31 • healing process

213 42 33
                                    

"Jun, kita ke kelas aja deh. Gue gak apa-apa kok," ujarku membujuk.

"Enggak, di sini aja."

Renjun terus memaksaku untuk berada di dalam UKS. Alhasil, di sinilah kami sekarang. Dia juga memerintahku untuk berbaring di atas bangsal. Dia sendiri, duduk di tepi sebuah bangsal yang ada di sebelah bangsal yang kutempati. Aku tidak berbaring, hanya duduk di atasnya.

Kalau kalian khawatir dengan keadaan Renjun, tenang, dia baik-baik saja kok. Tidak terluka atau bahkan lecet sedikitpun. Wajahnya masih semulus saat ia datang untuk menolongku dari amukan Guanlin.

Sebenarnya, tadi hampir saja Guanlin membalas Renjun. Tangan laki-laki itu sudah mengepal dan terangkat, siap melayangkan tinjuan. Namun, dengan cepat aku langsung menarik lengan Guanlin.

Aku meminta maaf atas segala perkataan, tindakan, atau apapun yang aku lakukan padanya yang mungkin membuatnya tersinggung. Aku juga tidak akan memaksanya untuk meminta maaf pada Jeno lagi. Aku bilang padanya tidak akan ikut campur urusan mereka lagi. Aku meminta maaf karena membuang waktunya secara sia-sia. Aku mengatakan padanya kalau aku benar-benar menyesal.

Guanlin sempat terdiam. Kepalan tangannya mulai mengendur. Tapi, ia tidak mengatakan apapun. Hanya menatapku dengan sorot mata yang sulit untuk diartikan. Bahkan ia tidak menjawab permintaan maafku. Jadi aku tidak tahu dia memaafkanku atau tidak.

Dan, disaat itulah aku langsung menarik lengan Renjun. Membawanya kabur dari tempat yang suasananya semakin mencekam itu. Tapi, pada akhirnya justru dia yang menarikku hingga di UKS.

Aku memandangi Renjun yang masih sibuk dengan layar ponselnya. Raut wajahnya agak dingin. Aku tidak tahu apa yang sedang ia lakukan dengan ponselnya. Tapi, hal yang paling aku takutkan adalah dia bilang pada orang lain -entahlah, siapapun itu- kalau aku ditampar oleh Guanlin.

Aku tidak mau ada yang tahu soal itu.

Laki-laki itu menurunkan ponselnya kemudian melihat ke arahku, "gue udah suruh Jaemin ke sini."

"J-jaemin? Ih, jangan!"

"Udah terlanjur. Emang kenapa sih? Biar lo ada yang jagain, gue pengen balik ke kelas."

"Ya udah, kita sama-sama ke kelas aja kalo gitu," usulku

"Enggak, jangan. Lo mau balik ke kelas dengan keadaan kayak gini?"

"G-gini... gimana?"

"Lo pucet banget. Tuh, kaki lo aja masih gemeteran," ujarnya sambil menunjuk kakiku dengan dagu.

Pandanganku teralih, aku memandangi kakiku sendiri. Benar, masih gemetar hingga sekarang.

Kalau ditanya, apa yang aku rasakan sekarang? Jawabannya adalah takut. Bayang-bayang saat tangan laki-laki itu melayang itu masih terngiang. Bahkan suara tamparannya masih berdengung ditelingaku.

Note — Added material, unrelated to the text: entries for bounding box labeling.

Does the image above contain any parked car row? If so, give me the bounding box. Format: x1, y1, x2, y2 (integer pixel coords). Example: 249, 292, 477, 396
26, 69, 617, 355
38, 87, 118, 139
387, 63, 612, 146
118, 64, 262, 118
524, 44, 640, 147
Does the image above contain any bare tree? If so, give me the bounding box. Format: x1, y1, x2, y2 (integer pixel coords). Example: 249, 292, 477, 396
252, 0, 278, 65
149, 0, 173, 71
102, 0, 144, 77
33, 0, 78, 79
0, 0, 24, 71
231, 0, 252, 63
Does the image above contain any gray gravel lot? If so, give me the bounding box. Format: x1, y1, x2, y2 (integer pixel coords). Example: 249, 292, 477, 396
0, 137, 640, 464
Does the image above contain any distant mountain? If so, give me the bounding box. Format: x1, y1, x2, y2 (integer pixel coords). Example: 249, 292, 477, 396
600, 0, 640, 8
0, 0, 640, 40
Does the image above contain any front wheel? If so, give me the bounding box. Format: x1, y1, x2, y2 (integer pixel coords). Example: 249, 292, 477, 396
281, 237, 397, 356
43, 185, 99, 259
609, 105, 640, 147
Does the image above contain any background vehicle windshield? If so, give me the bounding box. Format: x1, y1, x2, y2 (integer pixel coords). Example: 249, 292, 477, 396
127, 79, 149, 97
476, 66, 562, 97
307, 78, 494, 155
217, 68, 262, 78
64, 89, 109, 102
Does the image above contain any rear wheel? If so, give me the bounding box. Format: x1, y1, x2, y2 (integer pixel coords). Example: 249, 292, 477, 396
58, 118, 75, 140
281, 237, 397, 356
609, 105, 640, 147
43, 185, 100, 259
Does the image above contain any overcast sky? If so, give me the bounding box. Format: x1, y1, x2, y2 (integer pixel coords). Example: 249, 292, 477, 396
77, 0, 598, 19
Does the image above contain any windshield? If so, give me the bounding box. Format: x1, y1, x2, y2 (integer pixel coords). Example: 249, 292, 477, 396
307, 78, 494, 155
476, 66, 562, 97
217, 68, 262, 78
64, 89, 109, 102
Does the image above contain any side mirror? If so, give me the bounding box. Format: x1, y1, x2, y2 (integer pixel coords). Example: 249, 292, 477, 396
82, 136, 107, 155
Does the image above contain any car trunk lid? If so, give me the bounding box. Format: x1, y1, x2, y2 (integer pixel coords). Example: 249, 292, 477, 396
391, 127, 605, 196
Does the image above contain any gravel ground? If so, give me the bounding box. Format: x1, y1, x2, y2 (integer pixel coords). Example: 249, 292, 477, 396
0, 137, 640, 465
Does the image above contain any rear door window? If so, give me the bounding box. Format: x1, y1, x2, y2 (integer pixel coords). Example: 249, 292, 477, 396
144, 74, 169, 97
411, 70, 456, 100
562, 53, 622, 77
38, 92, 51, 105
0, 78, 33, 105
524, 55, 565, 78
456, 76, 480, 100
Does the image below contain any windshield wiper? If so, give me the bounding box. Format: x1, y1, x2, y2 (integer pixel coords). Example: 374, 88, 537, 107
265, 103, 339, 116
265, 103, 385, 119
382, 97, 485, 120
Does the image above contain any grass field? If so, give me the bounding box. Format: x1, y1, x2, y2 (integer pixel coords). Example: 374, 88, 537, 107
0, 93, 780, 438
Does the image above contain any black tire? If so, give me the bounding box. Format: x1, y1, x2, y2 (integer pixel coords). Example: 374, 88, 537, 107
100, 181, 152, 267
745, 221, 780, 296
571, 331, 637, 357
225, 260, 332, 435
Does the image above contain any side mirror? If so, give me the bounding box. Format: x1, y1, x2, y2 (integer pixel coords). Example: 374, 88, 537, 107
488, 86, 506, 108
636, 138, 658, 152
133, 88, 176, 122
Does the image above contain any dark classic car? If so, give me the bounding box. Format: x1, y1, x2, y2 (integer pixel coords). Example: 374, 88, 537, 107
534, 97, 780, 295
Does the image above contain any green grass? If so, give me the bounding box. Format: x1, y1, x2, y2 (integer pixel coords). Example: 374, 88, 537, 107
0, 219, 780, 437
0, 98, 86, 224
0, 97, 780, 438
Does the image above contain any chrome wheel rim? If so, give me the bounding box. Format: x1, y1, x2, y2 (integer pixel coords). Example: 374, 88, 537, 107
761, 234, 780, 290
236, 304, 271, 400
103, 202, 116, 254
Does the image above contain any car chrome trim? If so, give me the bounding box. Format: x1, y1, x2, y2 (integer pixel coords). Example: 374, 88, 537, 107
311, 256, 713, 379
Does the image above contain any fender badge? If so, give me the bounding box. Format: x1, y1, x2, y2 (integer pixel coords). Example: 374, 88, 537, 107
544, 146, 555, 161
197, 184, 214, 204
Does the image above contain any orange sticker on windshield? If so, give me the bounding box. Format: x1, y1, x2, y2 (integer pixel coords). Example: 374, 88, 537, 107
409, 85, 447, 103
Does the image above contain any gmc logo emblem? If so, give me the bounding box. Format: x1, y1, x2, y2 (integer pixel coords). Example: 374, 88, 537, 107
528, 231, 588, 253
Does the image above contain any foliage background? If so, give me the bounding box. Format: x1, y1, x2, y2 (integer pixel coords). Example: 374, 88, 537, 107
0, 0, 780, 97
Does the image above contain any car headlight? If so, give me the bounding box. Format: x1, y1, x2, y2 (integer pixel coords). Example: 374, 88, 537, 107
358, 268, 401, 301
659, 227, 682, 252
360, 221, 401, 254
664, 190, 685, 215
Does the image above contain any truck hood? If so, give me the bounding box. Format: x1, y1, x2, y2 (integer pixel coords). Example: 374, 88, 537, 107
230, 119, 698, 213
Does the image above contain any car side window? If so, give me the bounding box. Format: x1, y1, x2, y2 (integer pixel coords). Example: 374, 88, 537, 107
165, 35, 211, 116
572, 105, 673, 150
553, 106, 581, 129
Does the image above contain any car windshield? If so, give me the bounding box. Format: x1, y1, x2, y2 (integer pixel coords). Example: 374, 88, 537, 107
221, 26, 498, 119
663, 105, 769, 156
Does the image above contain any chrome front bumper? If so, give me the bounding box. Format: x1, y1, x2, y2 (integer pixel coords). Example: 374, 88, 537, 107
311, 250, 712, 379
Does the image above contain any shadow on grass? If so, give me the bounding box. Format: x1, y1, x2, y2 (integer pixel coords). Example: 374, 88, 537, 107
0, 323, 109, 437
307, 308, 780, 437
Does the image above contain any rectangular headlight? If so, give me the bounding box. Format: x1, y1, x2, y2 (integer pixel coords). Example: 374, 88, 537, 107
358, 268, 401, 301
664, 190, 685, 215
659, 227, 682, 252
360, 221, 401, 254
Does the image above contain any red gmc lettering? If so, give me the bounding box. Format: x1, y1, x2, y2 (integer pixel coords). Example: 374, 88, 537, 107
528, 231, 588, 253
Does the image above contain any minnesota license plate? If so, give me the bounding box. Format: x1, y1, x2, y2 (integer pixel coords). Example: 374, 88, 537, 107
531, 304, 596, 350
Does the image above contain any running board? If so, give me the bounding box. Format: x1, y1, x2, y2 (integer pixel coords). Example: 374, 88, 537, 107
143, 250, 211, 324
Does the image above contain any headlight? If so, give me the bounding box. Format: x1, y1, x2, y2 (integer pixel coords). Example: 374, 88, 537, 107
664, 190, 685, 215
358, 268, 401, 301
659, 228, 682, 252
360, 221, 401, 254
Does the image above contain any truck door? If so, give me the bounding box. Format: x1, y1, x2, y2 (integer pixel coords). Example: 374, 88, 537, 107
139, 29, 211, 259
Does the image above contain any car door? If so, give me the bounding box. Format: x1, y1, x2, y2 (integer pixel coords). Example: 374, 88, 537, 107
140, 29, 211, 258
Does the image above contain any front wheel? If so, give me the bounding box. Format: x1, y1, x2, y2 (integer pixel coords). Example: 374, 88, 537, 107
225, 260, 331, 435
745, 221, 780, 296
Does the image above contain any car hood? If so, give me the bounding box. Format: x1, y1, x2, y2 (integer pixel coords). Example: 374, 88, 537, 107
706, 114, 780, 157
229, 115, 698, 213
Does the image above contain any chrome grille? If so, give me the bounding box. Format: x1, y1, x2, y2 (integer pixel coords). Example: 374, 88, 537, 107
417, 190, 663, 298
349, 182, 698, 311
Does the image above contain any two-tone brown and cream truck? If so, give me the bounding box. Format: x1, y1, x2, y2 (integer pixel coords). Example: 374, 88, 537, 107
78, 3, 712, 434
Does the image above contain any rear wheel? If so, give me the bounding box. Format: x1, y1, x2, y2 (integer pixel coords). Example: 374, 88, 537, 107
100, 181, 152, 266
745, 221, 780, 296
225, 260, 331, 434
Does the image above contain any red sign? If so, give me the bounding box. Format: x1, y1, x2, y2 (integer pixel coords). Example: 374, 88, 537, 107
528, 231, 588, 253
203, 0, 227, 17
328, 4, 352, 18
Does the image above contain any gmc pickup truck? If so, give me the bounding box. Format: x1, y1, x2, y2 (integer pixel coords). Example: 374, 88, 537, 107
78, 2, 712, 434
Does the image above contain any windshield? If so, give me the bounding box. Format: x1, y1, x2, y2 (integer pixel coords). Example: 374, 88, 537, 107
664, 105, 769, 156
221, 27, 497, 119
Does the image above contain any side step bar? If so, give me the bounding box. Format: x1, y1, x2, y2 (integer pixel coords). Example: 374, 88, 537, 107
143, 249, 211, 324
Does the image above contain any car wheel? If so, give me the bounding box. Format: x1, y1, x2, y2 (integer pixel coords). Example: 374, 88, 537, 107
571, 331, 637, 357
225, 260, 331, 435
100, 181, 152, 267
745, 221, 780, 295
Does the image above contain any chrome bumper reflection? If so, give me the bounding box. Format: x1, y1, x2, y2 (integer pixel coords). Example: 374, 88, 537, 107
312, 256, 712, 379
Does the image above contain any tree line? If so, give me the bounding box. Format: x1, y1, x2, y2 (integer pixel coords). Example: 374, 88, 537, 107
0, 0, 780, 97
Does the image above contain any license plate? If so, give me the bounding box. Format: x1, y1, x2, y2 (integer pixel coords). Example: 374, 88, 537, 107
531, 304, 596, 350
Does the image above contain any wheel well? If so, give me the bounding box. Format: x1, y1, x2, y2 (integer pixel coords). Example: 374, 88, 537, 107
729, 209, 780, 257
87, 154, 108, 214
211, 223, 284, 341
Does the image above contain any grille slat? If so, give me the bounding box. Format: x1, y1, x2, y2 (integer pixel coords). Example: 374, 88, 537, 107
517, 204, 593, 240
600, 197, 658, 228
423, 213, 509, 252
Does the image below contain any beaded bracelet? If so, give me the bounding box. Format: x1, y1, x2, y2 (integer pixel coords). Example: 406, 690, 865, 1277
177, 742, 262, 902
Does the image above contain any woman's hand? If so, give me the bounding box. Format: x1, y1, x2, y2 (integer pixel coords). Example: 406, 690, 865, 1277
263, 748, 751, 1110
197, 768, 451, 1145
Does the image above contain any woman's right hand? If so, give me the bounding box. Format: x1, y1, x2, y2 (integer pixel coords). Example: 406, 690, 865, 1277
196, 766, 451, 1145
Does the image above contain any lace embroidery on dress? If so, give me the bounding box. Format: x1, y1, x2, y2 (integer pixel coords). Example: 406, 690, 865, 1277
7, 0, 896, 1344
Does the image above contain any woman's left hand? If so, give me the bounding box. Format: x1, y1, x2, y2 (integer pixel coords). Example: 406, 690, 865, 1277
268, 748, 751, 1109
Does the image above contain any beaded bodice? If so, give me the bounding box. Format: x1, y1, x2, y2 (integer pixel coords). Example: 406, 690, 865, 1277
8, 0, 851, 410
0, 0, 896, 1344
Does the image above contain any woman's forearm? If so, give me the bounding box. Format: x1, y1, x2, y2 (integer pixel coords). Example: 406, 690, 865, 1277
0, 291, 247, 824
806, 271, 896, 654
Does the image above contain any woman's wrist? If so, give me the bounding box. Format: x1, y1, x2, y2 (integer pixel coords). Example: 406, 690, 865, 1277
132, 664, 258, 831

Panas dan perih. Dua rasa itu masih terus menjalar pipiku. Kulit kepalaku juga terasa perih, namun sudah berangsur membaik.

"Gue gak mau ada orang yang tau soal kejadian tadi, Jun," ujarku lirih.

"Iya, kalo gitu gue gak bakal bilang siapa-siapa."

"T-trus... J-jaemin? Tadi lo..."

"Enggak, gue gak bilang soal itu. Bisa ancur nih gedung kalo dia tau lo ditampar sama anak pemilik yayasan sekolah ini," guraunya.

Syukurlah...

Aku hanya menanggapi gurauannya dengan tertawa pelan. Renjun malah mendengus geli kemudian tersenyum simpul. Aku tidak tahu kalau senyuman Renjun bisa semanis ini.